It is tempting to think the Cantor set "is" the endpoints, the points $0, 1/3, 2/3, 1, 1/9, 2/9, 7/9, 8/9, \ldots$ that mark the construction stages. These endpoints form a countable subset of $C$ . But $C$ itself is uncountable: most of its points are not endpoints, but interior limit points of the infinite nesting. The number $1/4 = 0.\overline{02}_3$ is in $C$ and never appears as an endpoint at any finite stage. Confusing the set of endpoints with the Cantor set is the single most common source of "the Cantor set is countable" errors in student work.

What you now know

You can construct the Cantor set, prove it has Lebesgue measure zero, prove it is uncountable, and list its core topological properties. More broadly, you understand that "small in measure" and "small in cardinality" are independent notions, the Cantor set is the canonical example. The next section finally builds the Lebesgue integral on top of this measure theory, the modern replacement for the Riemann integral.

Mark section complete →

References

Garrity, T. (2002). All the Mathematics You Missed: But Need to Know for Graduate School. Cambridge University Press, ch. 12.
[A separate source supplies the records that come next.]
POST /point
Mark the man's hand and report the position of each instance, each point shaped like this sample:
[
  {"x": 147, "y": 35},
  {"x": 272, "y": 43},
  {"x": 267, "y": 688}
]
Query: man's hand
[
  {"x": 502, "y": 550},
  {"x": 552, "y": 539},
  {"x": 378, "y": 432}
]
Royden, H. L., Fitzpatrick, P. M. (2010). Real Analysis (4th ed.). Pearson, ch. 2.

Folland, G. B. (1999). Real Analysis: Modern Techniques and Their Applications (2nd ed.). Wiley, ch. 1.

Falconer, K. (2014). Fractal Geometry: Mathematical Foundations and Applications (3rd ed.). Wiley, ch. 2.

Stein, E. M., Shakarchi, R. (2005). Real Analysis. Princeton UP, ch. 1.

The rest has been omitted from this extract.